Last month, OSA submitted comments to the Patent and Trademark Office (PTO) in response to its new initiatives to ensure “robust and reliable patents.” The PTO published these initiatives in response to a July 9, 2021, Executive Order on Promoting Competition in the American Economy and is calling on the public to weigh in with “other suggestions to achieve the aims of fostering innovation, competition, and access to information through robust and reliable patents.”
OSA’s comments focused on patents related to seed-producing plants and how to ensure that the patent system isn’t being misused. For example, naturally occurring traits should not be awarded utility patents, and yet we see patents being awarded for traits like the color red in lettuce, downy mildew resistance in cucumbers, heat tolerance in broccoli, and more.
The seed industry is one of the most consolidated sectors in agriculture. Utility patents foster the concentration of market power and ownership of seed, which limits choice in the seed marketplace, squeezes out competitors, and makes our seed supply – and thus food supply – less secure. We submitted similar public comments to the US Department of Agriculture last year.
OSA believes that utility patents are the wrong tool for protecting developments in plant breeding. Unlike other agricultural inputs, seed is a natural resource that requires careful management to sustain modern food systems and those of future generations. Seeds do not fit the utility patent model because they produce food: a universally recognized human right that replicates when planted in the ground and that has evolved over thousands of years.

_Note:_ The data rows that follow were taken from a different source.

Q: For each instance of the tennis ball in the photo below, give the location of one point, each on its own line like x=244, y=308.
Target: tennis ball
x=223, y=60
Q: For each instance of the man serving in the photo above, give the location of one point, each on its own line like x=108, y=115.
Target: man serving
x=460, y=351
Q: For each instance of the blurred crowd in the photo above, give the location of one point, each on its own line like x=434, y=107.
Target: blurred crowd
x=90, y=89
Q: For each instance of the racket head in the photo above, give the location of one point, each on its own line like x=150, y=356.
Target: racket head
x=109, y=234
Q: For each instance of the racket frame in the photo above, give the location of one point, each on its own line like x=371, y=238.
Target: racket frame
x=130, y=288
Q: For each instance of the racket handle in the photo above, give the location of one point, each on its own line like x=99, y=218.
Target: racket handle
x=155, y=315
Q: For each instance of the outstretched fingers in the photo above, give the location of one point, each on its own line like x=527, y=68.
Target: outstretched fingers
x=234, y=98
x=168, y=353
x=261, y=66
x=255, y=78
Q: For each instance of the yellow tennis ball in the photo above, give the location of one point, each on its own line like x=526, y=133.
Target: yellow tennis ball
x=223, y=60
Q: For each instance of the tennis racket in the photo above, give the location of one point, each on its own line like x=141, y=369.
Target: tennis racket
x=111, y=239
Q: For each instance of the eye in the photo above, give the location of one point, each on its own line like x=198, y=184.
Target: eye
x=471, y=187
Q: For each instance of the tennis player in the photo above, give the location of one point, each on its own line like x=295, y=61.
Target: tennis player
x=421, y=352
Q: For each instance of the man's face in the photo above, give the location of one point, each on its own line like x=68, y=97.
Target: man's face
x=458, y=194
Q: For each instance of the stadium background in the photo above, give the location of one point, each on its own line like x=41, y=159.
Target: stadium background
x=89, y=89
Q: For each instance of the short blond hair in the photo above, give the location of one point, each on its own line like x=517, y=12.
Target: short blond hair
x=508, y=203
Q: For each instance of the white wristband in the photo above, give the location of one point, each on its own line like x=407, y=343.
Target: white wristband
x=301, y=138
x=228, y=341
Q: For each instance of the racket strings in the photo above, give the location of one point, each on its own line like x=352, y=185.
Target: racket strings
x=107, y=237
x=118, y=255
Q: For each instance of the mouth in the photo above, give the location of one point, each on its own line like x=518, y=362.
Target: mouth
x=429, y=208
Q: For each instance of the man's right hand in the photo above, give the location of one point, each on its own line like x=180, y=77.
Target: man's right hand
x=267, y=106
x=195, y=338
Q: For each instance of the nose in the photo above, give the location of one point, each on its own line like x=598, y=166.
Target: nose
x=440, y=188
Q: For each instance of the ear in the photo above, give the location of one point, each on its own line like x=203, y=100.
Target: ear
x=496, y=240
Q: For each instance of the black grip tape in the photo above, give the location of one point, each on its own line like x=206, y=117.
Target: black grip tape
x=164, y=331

One of the reasons that utility patents on seed are so problematic is that owners of utility patents have far-reaching control over access and use of their products, and often restrict seed-saving and research on their protected plants and genetic traits. This means that patents remove valuable plant genetics from the pool of seed that breeders and growers rely on for improving crops, feeding communities, and exercising independence in the seed system.
We hope the USPTO and USDA will act quickly to address problematic seed patents that facilitate an unjust level of consolidation in the seed industry.